Diogo Malan, professor de Direito Processual Penal da Universidade do Estado do Rio de Janeiro e da Universidade Federal do Rio de Janeiro, questiona a constitucionalidade formal do projeto de lei, que trata de matéria de processo penal. Afinal, só a União pode legislar sobre esse assunto, mas os estados têm legitimidade concorrente para estabelecer regras sobre "procedimentos em matéria processual", conforme os artigos 22, I, e 24, XI, da Constituição Federal.

"Sob a ótica da constitucionalidade material, não parece haver qualquer vício.

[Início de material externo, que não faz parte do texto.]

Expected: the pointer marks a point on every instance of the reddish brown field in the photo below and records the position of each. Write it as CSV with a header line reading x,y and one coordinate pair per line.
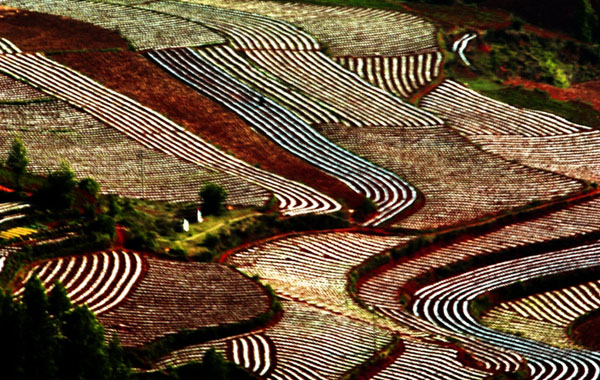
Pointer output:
x,y
134,76
32,31
586,92
588,333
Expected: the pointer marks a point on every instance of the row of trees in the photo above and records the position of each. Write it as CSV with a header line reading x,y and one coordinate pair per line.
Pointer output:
x,y
46,337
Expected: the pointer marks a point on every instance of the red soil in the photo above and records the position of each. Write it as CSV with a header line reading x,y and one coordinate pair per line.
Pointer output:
x,y
587,333
134,76
586,92
32,31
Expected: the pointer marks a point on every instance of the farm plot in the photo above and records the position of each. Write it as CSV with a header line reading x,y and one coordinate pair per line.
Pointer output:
x,y
292,56
545,316
145,30
348,31
401,75
421,361
313,268
52,131
210,294
100,280
534,138
155,131
460,183
390,193
134,76
12,90
446,303
381,290
34,32
307,343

Desde o paradigmático julgamento do Habeas Corpus 598.886, em 2020, o STJ vem manifestando preocupação com os procedimentos e protocolos técnicos de reconhecimento pessoal, cuja baixa qualidade epistêmica e má aplicação na prática forense penal vêm causando erros judiciários gravíssimos."

Antonio Eduardo Ramires Santoro, professor de Direito Processual Penal da UFRJ, também ressalta que os estados não têm competência para regulamentar aspectos de processo penal, como produção de provas e pedidos de prisão provisória.

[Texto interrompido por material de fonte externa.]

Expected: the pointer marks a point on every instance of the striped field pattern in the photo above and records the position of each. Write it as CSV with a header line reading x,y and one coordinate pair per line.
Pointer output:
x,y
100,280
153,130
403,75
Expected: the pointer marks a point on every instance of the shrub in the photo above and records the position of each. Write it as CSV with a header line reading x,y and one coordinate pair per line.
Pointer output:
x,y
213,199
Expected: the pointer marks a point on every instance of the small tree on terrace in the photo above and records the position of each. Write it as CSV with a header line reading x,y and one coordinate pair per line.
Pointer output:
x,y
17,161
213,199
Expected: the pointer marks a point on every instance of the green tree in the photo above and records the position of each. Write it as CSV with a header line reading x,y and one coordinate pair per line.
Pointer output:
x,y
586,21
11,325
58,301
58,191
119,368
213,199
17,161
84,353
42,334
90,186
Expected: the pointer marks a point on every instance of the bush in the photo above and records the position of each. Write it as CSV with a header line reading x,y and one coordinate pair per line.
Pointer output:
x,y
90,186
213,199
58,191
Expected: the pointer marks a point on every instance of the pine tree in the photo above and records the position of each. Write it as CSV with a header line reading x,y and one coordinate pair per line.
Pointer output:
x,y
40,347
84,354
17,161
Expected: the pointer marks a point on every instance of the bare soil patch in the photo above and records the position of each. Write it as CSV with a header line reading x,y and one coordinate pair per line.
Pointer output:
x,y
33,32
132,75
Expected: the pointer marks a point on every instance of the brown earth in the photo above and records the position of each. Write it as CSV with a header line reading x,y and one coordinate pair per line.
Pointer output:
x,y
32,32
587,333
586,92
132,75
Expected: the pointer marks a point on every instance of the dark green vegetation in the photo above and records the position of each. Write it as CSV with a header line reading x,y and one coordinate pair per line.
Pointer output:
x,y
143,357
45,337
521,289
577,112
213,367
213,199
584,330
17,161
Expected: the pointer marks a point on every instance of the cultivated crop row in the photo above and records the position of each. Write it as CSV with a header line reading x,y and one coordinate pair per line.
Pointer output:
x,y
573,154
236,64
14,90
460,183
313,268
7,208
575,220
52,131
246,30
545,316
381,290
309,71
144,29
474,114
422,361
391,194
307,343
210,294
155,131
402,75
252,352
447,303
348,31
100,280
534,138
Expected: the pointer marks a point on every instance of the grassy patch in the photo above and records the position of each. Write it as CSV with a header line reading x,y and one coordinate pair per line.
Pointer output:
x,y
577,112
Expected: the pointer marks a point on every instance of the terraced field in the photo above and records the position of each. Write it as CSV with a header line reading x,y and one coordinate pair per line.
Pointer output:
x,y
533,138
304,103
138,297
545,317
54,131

No entanto, Santoro ressalta que os estados podem estabelecer diretrizes para a atuação dos policiais, pois não se trata de aspecto processual — sempre de competência da União.

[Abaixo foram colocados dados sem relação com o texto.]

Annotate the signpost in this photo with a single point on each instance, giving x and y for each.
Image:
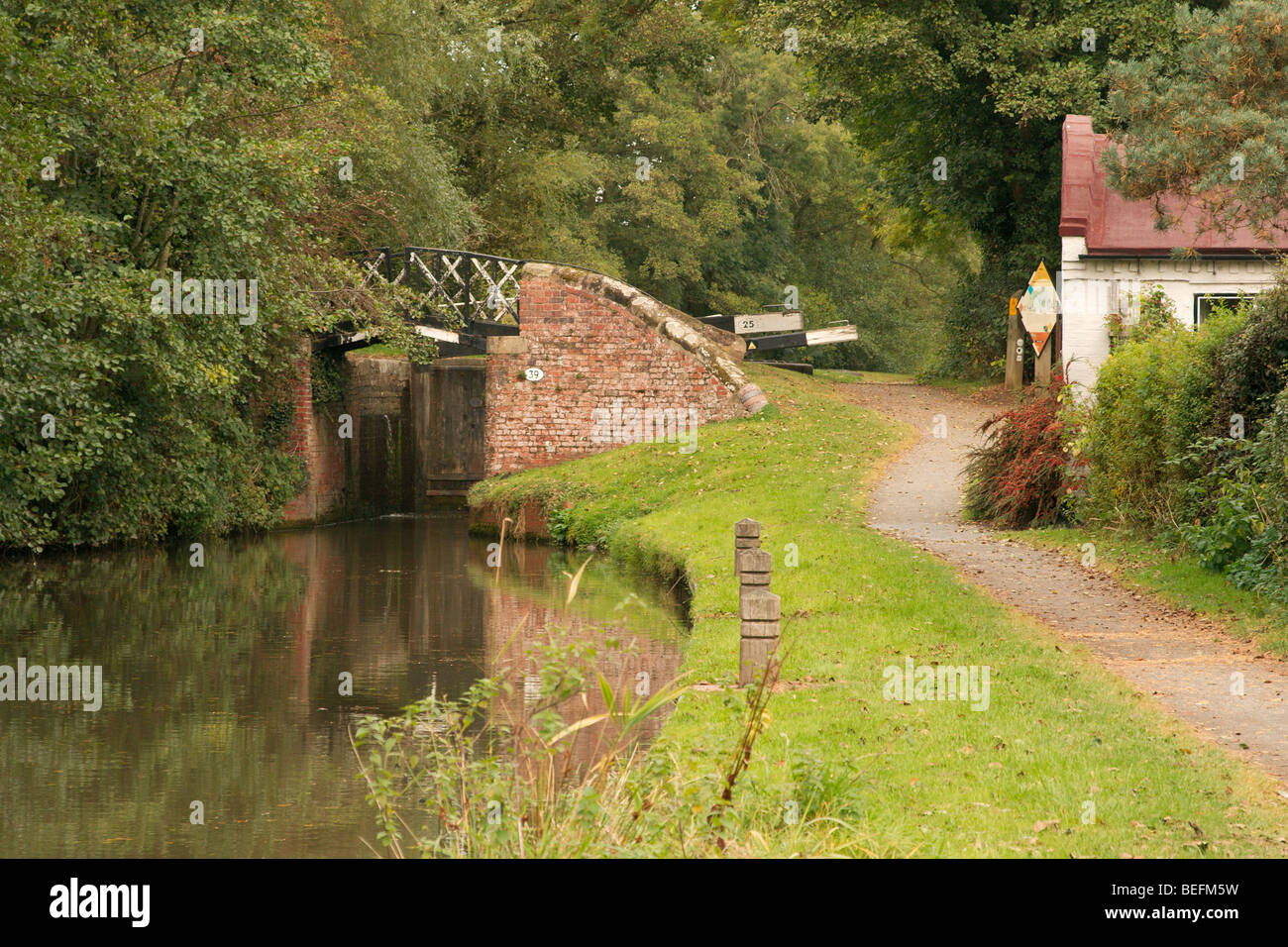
(1014, 347)
(1039, 309)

Para Maíra Fernandes, é possível que haja discussão sobre a competência legislativa para a matéria, "mas pouco importa: já temos motivos para comemorar o fato de a Alerj estar convencida de que a prisão por foto e em desrespeito às regras sobre reconhecimento de pessoas é ilegal e deve ser banida em nosso estado, para se evitar mais prisões injustas e erros judiciais".

A criminalista integrou o Grupo de Trabalho do CNJ criado para estabelecer diretrizes e procedimentos para o reconhecimento pessoal em processos criminais e que culminou na Resolução n. 484/2022.

Jurisprudência do STJ
Em 2020, a 6ª Turma do Superior Tribunal de Justiça estabeleceu que o reconhecimento de pessoas deve observar o procedimento previsto no artigo 226 do Código de Processo Penal, cujas formalidades constituem garantia mínima para quem se encontra na condição de suspeito da prática de um crime.

A corte também fixou que o reconhecimento por mera exibição de fotografias só pode ser uma etapa antecedente a eventual reconhecimento pessoal. Assim, não pode servir como prova em ação penal, ainda que confirmado em juízo.

Desde que firmou o precedente paradigmático, o STJ vem balizando seu uso nas situações relacionadas ao reconhecimento de pessoas acusadas de crime. No primeiro ano de aplicação, a corte anulou 89 condenações por causa dessa irregularidade.

O esforço levou o Conselho Nacional de Justiça a publicar a Resolução 484/2022, que estabeleceu diretrizes para o reconhecimento de pessoas em procedimentos criminais. E permitiu a correção de injustiças como a do porteiro processado 70 vezes com base exclusivamente em uma foto retirada de seu perfil na rede social Facebook.

Desde então, o STJ anulou provas porque o reconhecimento foi feito por fotografias enviadas por WhatsApp, por imagens de circuito de segurança referentes a outro crime, por prints fotográficos do acusado ao lado de terceiros na unidade prisional, com base no tom de voz dos suspeitos em uma gravação de áudio e até feito enquanto o suspeito estava na maca de um hospital.

Por outro lado, a corte tem apontado que o reconhecimento só é necessário quando houver dúvida sobre quem é o autor do crime. Assim, considerou as provas válidas em caso em que a vítima foi quem encontrou fotos do suspeito nas redes sociais e na hipótese em que o réu foi perseguido e monitorado continuamente por policiais, por exemplo.

Nesse mesmo sentido, o STJ tem entendido que o reconhecimento pessoal viciado não impede que seja usado como indício mínimo apto a autorizar o decreto de prisão cautelar preventiva. Para cumprir os ditames do artigo 226 do CPP, o Judiciário tem até inovado, como no caso em que a linha de suspeitos foi feita por videoconferência. Com informações da assessoria de imprensa da Alerj.